For their research, Haring and his colleagues analyzed four years of data which included information from roughly 30 million annual emergency room visits from more than 900 hospitals.
According to the study, injuries occurring at home were more common among those who belonged to the lower-income group. The injuries in young people appeared to drop off substantially after children were old enough to understand the dangers, suggested the study.

The researchers said the key to reducing these injuries was simply to keep household cleaners and other chemicals -- most notably products in spray bottles -- out of reach of young children.

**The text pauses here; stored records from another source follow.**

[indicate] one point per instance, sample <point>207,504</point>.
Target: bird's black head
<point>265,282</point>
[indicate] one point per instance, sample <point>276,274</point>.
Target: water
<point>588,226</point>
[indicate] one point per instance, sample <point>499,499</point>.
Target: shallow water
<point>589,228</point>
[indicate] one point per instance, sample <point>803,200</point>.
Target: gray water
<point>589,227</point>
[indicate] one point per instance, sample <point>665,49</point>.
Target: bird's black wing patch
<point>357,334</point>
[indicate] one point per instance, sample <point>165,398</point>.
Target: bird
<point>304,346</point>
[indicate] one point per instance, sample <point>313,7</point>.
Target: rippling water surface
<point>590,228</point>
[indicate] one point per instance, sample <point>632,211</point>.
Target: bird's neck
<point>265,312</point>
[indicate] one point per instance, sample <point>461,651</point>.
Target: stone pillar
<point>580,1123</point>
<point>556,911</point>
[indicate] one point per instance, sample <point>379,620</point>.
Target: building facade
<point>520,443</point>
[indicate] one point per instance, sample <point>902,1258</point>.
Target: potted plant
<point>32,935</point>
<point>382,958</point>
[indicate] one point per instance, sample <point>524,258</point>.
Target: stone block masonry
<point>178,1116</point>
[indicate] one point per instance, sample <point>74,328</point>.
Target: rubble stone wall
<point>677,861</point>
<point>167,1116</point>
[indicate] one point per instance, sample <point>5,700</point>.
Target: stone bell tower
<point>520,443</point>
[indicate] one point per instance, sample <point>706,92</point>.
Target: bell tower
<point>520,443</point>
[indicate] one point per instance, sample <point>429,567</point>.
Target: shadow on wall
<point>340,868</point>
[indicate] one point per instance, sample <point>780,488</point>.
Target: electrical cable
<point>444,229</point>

The most common type of injuries are from alkaline agents -- commonly found in cleansers -- rather than from acids. These tend to do the most damage because the burns continue to cause injury the longer they stay in the eyes.

“If someone gets these chemicals in the eye, they must be immediately flushed out with water, something that can be done by running tap water over the eye for many minutes,” added Haring.
The findings, published in JAMA Ophthalmology, highlighted the need to educate the public about what appear to be very avoidable -- and potentially permanent -- injuries.